Dokter kulit Marisa Garshick mengungkapkan sejumlah metode untuk memperlambat kemunculan uban pada usia muda melalui pendekatan nutrisi dan kesehatan kulit kepala pada Rabu (29/4/2026). Meskipun rambut yang memutih tidak dapat kembali ke warna semula secara alami, pencegahan laju pertumbuhannya dapat dilakukan dengan mengatasi faktor penyebab dasar.
Proses hilangnya pigmen pada rambut bersifat permanen secara medis, sehingga fokus utama perawatan diarahkan pada menjaga folikel rambut yang masih sehat sebagaimana dilansir dari Lifestyle.
"Setelah sehelai rambut menjadi abu-abu, pigmen yang sebelumnya dimiliki sudah hilang secara permanen," jelas Dr. Garshick.
Kondisi ini tidak menutup kemungkinan bagi seseorang untuk mengontrol kecepatan perubahan warna rambut lainnya dengan memperbaiki gaya hidup dan asupan tubuh.
"Namun, ada cara untuk membantu memperlambat prosesnya secara keseluruhan dengan mengatasi faktor seperti kekurangan nutrisi, stres oksidatif, dan kesehatan kulit kepala," ujarnya.
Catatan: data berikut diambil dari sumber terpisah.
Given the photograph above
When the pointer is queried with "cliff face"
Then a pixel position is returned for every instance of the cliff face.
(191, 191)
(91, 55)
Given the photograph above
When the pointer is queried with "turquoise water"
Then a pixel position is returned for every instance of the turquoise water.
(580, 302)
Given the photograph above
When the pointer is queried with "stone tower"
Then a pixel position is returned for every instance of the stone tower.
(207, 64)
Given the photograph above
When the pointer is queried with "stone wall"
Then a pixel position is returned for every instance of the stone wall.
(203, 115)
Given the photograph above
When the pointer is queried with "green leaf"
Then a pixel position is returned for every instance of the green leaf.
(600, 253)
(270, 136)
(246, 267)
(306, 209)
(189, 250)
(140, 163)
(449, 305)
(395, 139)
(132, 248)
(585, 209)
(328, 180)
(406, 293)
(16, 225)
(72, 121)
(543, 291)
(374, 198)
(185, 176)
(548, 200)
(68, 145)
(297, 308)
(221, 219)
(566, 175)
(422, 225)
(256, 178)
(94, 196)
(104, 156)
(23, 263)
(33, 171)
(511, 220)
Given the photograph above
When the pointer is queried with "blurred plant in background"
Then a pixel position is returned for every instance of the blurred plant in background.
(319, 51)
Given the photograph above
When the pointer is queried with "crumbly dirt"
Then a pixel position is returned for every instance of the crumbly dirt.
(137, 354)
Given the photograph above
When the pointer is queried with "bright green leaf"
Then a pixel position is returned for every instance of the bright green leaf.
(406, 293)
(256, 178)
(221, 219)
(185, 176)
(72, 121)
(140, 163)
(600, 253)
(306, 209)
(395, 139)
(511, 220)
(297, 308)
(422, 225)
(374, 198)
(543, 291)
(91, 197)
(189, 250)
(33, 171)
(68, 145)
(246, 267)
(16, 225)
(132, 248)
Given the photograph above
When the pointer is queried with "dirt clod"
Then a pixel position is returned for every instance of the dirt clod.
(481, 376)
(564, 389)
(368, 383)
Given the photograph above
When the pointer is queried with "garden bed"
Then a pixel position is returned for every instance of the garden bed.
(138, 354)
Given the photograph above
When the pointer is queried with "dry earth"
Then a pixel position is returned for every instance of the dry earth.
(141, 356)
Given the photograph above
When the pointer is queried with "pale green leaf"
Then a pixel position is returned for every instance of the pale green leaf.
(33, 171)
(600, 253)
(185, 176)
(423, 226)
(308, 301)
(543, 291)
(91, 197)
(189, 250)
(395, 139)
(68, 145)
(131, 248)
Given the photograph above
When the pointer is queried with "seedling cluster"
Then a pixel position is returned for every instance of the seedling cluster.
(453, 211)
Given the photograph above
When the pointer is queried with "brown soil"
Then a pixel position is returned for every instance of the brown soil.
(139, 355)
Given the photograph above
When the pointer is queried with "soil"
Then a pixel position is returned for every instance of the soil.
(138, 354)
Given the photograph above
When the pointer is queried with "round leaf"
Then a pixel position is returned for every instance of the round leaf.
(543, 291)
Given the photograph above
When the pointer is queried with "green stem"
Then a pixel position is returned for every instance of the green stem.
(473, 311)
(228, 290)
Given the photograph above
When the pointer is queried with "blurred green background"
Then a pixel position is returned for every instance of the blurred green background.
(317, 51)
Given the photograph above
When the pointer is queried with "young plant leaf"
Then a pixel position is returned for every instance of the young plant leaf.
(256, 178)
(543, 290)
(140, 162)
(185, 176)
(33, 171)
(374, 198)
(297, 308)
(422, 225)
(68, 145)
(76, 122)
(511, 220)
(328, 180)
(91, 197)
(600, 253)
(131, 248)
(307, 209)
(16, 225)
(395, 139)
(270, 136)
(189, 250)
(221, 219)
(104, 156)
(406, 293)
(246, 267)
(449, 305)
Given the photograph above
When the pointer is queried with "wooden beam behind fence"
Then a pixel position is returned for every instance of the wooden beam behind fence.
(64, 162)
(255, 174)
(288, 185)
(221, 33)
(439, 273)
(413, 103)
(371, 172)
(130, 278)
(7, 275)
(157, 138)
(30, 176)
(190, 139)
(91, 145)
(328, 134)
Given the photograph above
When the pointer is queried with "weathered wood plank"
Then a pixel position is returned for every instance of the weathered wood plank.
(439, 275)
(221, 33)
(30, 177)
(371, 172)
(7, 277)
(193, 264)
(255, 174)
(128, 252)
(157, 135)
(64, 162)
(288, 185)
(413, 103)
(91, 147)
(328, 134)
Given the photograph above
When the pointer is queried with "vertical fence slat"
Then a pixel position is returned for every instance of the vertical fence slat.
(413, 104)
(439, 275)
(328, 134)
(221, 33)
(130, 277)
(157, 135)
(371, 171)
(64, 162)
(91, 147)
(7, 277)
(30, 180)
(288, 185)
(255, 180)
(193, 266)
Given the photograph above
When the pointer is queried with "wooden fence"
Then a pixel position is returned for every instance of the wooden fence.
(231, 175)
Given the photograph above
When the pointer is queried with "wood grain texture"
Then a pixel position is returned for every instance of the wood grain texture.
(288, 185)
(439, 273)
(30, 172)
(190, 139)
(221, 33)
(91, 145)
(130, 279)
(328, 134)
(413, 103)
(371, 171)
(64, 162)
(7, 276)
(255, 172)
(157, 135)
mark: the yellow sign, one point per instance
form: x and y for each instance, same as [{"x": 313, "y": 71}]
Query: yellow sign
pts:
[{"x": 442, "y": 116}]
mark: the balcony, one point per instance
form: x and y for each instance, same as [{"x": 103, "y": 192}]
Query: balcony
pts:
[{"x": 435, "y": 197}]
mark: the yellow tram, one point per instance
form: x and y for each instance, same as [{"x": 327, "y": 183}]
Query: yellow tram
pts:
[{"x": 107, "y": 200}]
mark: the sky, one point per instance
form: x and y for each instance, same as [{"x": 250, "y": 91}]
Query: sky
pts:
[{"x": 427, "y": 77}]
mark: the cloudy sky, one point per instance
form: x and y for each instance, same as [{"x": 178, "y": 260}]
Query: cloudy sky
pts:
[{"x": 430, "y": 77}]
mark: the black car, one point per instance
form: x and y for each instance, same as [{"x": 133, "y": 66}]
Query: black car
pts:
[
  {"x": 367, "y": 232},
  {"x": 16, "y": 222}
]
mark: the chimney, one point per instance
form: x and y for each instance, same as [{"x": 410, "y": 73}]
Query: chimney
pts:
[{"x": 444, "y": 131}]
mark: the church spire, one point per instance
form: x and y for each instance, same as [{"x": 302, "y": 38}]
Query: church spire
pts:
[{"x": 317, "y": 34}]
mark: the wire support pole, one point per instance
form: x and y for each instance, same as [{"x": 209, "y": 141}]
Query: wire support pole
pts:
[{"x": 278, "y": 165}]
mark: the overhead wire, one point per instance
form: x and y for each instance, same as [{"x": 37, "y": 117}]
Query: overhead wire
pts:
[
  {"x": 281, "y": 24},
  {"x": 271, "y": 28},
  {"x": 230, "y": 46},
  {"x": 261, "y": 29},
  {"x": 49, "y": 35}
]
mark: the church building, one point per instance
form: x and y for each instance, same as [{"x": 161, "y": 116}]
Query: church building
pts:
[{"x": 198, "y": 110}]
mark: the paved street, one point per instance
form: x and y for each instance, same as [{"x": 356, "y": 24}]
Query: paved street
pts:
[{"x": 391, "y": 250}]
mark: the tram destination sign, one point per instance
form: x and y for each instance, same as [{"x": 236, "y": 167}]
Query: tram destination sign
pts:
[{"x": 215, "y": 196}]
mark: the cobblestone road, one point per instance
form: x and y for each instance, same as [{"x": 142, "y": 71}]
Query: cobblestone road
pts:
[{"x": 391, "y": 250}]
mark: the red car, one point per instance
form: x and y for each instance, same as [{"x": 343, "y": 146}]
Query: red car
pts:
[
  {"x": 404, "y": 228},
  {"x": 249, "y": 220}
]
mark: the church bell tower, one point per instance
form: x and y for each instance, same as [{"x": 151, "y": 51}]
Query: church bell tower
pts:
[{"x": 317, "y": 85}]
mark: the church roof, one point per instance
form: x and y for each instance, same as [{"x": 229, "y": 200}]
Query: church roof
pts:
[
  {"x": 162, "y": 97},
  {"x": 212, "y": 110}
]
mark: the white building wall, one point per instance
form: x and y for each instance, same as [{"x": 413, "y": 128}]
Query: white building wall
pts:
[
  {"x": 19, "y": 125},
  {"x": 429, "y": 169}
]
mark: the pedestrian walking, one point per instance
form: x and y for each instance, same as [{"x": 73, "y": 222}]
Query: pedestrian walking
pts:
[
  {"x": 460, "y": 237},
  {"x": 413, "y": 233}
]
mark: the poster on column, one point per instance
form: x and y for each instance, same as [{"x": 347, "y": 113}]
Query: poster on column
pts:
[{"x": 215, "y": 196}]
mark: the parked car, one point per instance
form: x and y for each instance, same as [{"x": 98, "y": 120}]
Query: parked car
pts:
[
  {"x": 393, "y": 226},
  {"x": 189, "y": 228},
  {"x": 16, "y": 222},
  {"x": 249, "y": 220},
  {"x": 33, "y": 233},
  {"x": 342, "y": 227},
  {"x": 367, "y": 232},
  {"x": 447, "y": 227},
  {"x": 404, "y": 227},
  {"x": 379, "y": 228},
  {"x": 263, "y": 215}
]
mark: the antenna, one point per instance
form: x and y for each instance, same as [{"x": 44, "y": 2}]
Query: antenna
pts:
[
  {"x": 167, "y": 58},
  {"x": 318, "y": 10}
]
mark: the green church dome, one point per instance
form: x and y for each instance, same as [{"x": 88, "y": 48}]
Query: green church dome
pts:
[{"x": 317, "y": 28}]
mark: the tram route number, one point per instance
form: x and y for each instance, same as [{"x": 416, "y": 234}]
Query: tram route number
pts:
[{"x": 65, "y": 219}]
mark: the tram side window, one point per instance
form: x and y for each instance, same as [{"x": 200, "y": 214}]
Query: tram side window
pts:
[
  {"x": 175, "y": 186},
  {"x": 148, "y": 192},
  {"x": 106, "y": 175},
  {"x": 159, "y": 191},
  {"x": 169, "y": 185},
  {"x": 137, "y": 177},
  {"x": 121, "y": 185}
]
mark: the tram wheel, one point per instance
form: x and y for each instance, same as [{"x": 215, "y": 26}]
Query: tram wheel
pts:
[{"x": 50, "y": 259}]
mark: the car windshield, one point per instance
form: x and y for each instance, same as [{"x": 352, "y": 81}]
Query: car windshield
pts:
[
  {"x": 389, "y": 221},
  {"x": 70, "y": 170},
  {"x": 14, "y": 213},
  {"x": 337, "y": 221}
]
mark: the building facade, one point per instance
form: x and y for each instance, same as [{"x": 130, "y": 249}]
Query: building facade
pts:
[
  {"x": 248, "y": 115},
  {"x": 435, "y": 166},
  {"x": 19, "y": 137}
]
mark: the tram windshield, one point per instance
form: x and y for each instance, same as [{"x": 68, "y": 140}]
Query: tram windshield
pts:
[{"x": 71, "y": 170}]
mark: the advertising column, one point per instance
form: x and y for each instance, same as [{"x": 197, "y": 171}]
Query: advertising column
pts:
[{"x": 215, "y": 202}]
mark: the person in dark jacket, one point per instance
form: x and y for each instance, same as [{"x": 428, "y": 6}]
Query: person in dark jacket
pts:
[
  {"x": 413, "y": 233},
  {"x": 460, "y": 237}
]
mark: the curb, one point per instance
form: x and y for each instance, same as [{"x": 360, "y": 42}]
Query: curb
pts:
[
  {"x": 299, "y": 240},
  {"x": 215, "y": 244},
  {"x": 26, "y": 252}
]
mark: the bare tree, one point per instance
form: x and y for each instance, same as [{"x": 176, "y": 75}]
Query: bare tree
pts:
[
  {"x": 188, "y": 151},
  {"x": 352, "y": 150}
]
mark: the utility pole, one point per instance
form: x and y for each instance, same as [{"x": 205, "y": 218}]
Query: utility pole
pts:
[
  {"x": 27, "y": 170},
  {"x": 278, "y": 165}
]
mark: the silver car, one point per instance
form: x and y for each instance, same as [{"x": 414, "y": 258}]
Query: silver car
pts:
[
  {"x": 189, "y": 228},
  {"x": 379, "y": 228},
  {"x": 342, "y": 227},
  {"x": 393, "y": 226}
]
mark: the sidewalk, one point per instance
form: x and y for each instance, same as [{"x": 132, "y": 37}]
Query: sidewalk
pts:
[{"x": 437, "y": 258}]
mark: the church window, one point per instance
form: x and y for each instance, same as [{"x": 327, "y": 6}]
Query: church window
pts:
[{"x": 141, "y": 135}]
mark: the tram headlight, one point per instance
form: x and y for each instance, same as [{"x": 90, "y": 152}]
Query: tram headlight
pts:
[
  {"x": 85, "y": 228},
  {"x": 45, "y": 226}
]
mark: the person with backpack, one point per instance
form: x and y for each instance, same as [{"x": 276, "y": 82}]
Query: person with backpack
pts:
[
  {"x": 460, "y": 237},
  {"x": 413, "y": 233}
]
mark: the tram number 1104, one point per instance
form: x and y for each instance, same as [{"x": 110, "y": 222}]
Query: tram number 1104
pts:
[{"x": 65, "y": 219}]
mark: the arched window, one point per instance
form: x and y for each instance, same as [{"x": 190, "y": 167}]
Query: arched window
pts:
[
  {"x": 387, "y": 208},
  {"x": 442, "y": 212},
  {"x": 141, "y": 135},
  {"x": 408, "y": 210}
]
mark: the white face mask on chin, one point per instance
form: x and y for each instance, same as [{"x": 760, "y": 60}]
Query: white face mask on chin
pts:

Asupan antioksidan seperti vitamin C, E, dan B12 menjadi elemen krusial dalam melawan kerusakan sel penghasil pigmen rambut akibat stres oksidatif.
"Antioksidan seperti vitamin C dan vitamin E membantu melawan stres oksidatif, sementara vitamin B, terutama B12, penting untuk menjaga fungsi rambut yang sehat," jelas Garshick.
Selain faktor internal, penggunaan produk perawatan topikal yang mengandung peptida dan kafein diklaim mampu menciptakan lingkungan pertumbuhan rambut yang lebih optimal.
"Perawatan topikal tertentu dapat membantu mengurangi tampilan uban, sekaligus mendukung folikel rambut, menjaga pigmen alami, dan menciptakan lingkungan pertumbuhan rambut yang lebih sehat," paparnya.
Ahli rambut Ebony Bomani menambahkan bahwa berkurangnya melanin membuat tekstur rambut menjadi lebih kering dan membutuhkan kelembapan ekstra melalui kondisioner atau masker rambut.
"Melanin membantu rambut mempertahankan kelembapan. Ketika melanin berkurang, rambut menjadi lebih kering dan sulit diatur," jelas Ebony Bomani.